提供当前诊断标准的叙述性综述,利用致命病例报告评估有多少符合各种诊断标准,并提出解决诊断争议的实用解决方案。
通过在 Embase 和 PubMed 上搜索 1990 年 1 月至 2021 年 7 月的“血清素综合征/毒性”和“诊断标准”或“诊断”这两个关键词,检索血清素毒性诊断标准的英文文献。还从最近的一项系统综述中独立检查了致命的血清素毒性病例,以确定符合哪些诊断标准,以及最有可能是血清素毒性还是其他原因。
血清素毒性是一种临床诊断,已经提出了四项诊断标准(斯特恩巴赫、血清素综合征量表、拉多姆斯基和亨特)。然而,血清素综合征量表尚未在血清素毒性患者中进行验证,仅用于使用血清素能药物的患者。其余三个标准使用得更广泛,但几乎没有经过细化或验证。

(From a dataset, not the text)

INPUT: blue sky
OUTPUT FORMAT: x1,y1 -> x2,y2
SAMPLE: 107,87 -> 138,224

通过检查病例的致命性,可以说明诊断标准的不足。在 55 例致命病例中,有 12 例(22%)不太可能是血清素毒性。25 例(45%)符合斯特恩巴赫和拉多姆斯基标准,20 例(36%)报告的资料不足,10 例(18%)符合排除标准。很少有足够的信息来确定亨特标准是否符合,只有 13 例(24%)被记录为符合标准,其余 42 例(76%)报告的资料不足。
由于血清素毒性是一种临床诊断,当仅根据症状标准进行诊断,而不考虑所摄入的药物是否增加中枢神经系统血清素或是否有其他诊断时,就会出现问题。这导致了一些病例报告和政府对不能合理引起严重血清素毒性的药物(如昂丹司琼和抗精神病药物)的警告。我们建议在评估血清素毒性时,同时考虑致病药物和临床情况,以确定血清素毒性的可能性。然后评估临床特征,那些具有中高度先验概率的(例如,血清素能药物-药物相互作用、过量、最近开始或增加血清素能药物剂量)可以根据亨特标准进行诊断。然而,那些具有低概率的(例如,稳定的治疗剂量的血清素能药物)需要更具体和严格的标准。最后,我们提出了一个血清素毒性病例报告/系列的最小数据集。
未来需要更完整和准确地报告血清素毒性病例,以避免进一步产生生理上不合理的误导性关联。